The English word "thug" is a truncation of 'thuggee'. It is one of many Indian words borrowed into English during the British colonial period. The English connotation of 'thug' is synonymous with terms like hoodlum and hooligan, indicating a person (or may or may not be anti-social) who harasses others, usually for hire. People regarded as thugs might commit assault (or 'menace'), battery, even robbery and grievous bodily harm, but they usually stop short of murder. Additionally, "thugs" usually travel in pairs, though they can work alone or in groups of four to six members, and are typically open about their presence (except to law enforcement officials); while "Thuggee" were covert and operated as members of a group, often called a "Thuggee cult" by the British. Hence, the word "Thuggee" is capitalised while the word "thug" usually is not; which enables distinction of a "Thug" (here, a short form of "Thuggee") from a "thug".
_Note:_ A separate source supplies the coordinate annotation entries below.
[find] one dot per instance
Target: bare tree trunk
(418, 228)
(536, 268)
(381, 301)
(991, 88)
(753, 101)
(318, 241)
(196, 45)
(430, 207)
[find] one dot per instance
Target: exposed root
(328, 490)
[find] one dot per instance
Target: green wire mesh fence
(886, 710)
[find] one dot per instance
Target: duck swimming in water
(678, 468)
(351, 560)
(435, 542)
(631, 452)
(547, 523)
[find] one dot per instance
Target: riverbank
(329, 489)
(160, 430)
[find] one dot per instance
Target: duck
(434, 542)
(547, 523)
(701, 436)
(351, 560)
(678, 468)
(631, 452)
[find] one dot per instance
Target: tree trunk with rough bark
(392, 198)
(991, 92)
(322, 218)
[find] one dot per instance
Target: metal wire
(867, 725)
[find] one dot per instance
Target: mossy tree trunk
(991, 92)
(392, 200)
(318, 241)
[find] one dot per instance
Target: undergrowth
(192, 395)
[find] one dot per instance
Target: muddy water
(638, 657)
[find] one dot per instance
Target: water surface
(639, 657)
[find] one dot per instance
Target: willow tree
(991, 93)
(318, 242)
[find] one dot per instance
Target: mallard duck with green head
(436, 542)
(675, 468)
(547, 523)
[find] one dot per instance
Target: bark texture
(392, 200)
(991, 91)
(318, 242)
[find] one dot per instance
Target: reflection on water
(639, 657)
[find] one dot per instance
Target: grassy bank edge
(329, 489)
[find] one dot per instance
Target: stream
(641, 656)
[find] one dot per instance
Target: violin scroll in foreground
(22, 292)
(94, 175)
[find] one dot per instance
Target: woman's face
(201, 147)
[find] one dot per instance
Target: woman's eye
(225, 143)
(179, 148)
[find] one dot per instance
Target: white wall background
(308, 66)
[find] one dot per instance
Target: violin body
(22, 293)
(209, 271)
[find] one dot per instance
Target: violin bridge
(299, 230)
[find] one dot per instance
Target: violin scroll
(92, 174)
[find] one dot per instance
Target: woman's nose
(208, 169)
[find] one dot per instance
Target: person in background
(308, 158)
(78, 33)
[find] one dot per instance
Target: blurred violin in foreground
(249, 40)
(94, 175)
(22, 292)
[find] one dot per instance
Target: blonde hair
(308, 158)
In the heyday of Thuggee activity, travellers were typically part of a caravan group, so the term Thuggee typically referred to killing of a large number of people in a single operation. This aspect distinguishes Thuggee from similar concept of Dacoity, which means simple armed robbery.
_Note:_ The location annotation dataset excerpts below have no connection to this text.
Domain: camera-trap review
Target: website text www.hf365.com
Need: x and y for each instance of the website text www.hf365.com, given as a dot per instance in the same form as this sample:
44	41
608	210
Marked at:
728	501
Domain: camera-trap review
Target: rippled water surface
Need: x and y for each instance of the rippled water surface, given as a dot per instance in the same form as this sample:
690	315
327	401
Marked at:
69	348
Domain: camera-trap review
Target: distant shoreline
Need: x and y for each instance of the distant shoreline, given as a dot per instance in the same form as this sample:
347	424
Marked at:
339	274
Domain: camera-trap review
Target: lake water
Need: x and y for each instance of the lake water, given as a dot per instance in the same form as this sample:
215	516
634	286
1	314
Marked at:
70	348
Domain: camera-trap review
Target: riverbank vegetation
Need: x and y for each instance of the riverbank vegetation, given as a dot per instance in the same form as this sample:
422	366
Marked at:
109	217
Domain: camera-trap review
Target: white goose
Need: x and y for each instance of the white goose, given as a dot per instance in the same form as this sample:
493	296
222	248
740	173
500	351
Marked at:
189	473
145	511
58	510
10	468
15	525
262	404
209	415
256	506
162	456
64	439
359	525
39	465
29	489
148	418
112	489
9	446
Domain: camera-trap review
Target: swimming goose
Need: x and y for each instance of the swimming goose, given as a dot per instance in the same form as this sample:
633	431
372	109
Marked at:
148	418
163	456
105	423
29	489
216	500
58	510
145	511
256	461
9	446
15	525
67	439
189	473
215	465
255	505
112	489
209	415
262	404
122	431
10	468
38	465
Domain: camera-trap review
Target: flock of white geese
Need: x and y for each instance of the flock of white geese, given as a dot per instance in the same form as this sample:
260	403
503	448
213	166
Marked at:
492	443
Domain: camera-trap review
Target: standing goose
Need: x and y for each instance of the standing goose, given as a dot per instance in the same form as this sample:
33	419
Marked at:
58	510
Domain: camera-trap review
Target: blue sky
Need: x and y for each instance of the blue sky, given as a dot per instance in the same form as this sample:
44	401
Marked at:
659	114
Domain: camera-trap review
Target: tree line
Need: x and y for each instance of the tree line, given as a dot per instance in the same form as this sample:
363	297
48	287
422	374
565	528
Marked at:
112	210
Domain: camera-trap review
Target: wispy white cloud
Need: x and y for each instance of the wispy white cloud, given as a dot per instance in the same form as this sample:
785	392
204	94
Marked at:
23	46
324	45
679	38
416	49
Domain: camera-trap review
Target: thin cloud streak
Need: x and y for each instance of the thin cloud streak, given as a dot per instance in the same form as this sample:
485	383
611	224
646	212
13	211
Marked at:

Dacoity has similarities with the terms brigand and bandit from European and Latin American experience, but there appear to be no exact Western parallels for Thuggee. Perhaps the closest concepts would be the format of piracy, though this is solely maritime robbery (usually with murder), and the earlier, but similar, format of raids on coastal settlements by Viking seafarers. Some aspects, however, are reminiscent of the Mafia group of organisations.
Between them, these classes of criminal activity illustrate some of the mystique that attached to the Thugs and the complex mixture of fear and dread of these murderous Alpha predators that was felt by the ordinary people who might well be their potential victims.
There is some question as to the extent of the religious dimension of Thuggee. Most contemporary sources described Thuggee as being a religious cult, but some modern sources feel it was merely a specialised form of organised crime or paramilitary activity, with no particular religious dimension beyond the normal piety of the villagers from whom its members were recruited.